Invernale – di Guido Gozzano

Lettura e commento di Franco Calomino

Invernale

di Guido Gozzano

“…cri…i…i…i…icch”…

   l’incrinatura

il ghiaccio rabescò, stridula e viva.

“A riva!” Ognuno guadagnò la riva

disertando la crosta malsicura.

“A riva! A riva!…” un soffio di paura

disperse la brigata fuggitiva.

“Resta!” Ella chiuse il mio braccio conserto,

le sue dita intrecciò, vivi legami,

alle mie dita. “Resta, se tu m’ami!”

E sullo specchio subdolo e deserto

soli restammo, in largo volo aperto,

ebbri d’immensità, sordi ai richiami.

Fatto lieve così come uno spetro,

senza passato più, senza ricordo,

m’abbandonai con lei nel folle accordo,

di larghe rote disegnando il vetro.

Dall’orlo il ghiaccio fece cricch, più tetro…

dall’orlo il ghiaccio fece cricch, più sordo…

Rabbrividii così, come chi ascolti

lo stridulo sogghigno della Morte,

e mi chinai, con le pupille assorte,

e trasparire vidi i nostri volti

già risupini lividi sepolti…

Dall’orlo il ghiaccio fece cricch, più forte…

Oh! Come, come, a quelle dita avvinto,

rimpiansi il mondo e la mia dolce vita!

O voce imperiosa dell’istinto!

O voluttà di vivere infinita!

Le dita liberai da quelle dita,

e guadagnai la riva, ansante, vinto…

Ella sola restò, sorda al suo nome,

rotando a lungo nel suo regno solo.

Le piacque, al fine, ritoccare il suolo;

e ridendo approdò, sfatta le chiome,

e bella ardita palpitante come

la procellaria che raccoglie il volo.

Noncurante l’affanno e le riprese

dello stuolo gaietto femminile,

mi cercò, mi raggiunse tra le file

degli amici con ridere cortese:

“Signor mio caro, grazie!” E mi protese

la mano breve, sibilando: – Vile!

Commento di Franco Calomino

Guido Gozzano nacque a Torino nel 1883, e vi morì di tubercolosi nel 1916. Avviato agli studi di legge, di fatto non li terminò (ecco perché nella Signorina Felicita è “l’avvocato”).

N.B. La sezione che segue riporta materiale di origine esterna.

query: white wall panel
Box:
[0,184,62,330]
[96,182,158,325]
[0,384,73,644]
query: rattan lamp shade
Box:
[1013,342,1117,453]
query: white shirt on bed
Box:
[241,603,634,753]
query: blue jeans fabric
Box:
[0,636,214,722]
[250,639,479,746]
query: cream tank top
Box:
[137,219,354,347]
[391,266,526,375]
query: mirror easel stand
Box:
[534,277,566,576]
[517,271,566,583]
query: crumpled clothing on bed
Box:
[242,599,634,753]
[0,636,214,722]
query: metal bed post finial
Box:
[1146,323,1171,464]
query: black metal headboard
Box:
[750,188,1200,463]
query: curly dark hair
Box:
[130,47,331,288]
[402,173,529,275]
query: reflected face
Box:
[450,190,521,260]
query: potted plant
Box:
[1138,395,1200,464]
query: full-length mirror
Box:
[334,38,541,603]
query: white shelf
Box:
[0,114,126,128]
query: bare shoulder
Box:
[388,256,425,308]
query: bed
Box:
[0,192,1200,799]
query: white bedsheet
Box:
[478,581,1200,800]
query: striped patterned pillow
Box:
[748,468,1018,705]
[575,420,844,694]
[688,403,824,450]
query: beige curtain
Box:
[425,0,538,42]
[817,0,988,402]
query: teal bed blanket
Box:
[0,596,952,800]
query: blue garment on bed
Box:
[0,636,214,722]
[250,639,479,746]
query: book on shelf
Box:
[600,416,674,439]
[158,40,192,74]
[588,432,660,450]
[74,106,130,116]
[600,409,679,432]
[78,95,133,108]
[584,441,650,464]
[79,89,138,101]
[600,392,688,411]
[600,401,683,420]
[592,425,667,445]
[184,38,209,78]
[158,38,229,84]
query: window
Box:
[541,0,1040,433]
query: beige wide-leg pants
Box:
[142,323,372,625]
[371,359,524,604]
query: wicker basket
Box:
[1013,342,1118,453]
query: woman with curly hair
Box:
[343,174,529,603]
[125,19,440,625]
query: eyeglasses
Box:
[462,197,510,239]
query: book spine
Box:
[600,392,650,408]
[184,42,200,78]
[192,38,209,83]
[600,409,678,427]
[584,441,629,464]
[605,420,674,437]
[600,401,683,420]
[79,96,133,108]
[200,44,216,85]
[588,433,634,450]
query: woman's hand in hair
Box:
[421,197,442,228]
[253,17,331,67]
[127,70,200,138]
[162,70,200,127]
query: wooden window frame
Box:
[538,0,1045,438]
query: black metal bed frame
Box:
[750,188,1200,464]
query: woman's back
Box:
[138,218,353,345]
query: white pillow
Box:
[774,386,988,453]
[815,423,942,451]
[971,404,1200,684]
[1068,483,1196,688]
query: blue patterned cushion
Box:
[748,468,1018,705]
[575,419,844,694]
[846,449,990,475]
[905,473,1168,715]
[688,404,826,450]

Un viaggio in India ispirò gli articoli pubblicati nel volume “Verso la cuna del mondo”. Le sue raccolte di versi sono “La via del Rifugio” , “I colloqui” e “Le farfalle” , quest’ultimo dedicato proprio a questi alati esseri, seguiti fin dal loro stato di bruchi e di crisalidi a quando, usciti dal bozzolo, prendono il volo.

Appartiene alla corrente poetica dei “crepuscolari”, che riprende i toni intimistici di Pascoli per rifugiarsi in un mondo di ricordi, di “piccole cose di pessimo gusto”, trovate nel salotto della nonna Speranza o nel giardino antico della “quasi brutta” Signorina Felicita o ancora nella vita volutamente grigia (in apparenza) di Totò Merumeni.

Invernale, con l’autore e l’amica che pattinano sul laghetto ghiacciato, dove ella lo costringe a restare, nonostante gli scricchiolii del ghiaccio che minaccia di rompersi, tenendolo  sottobraccio e continuando le evoluzioni “ebbri d’immensità, sordi ai richiami”, finchè egli si libera dalla stretta e ritorna da solo a riva “ansante, vinto…”, può essere vista come la metafora della sconfitta che la vita ci infligge. Infatti l’amica che continua da sola a pattinare, “sfatta le chiome, e bella ardita palpitante” , quando ritorna infine a riva gli stringe la mano sibilando -Vile! –.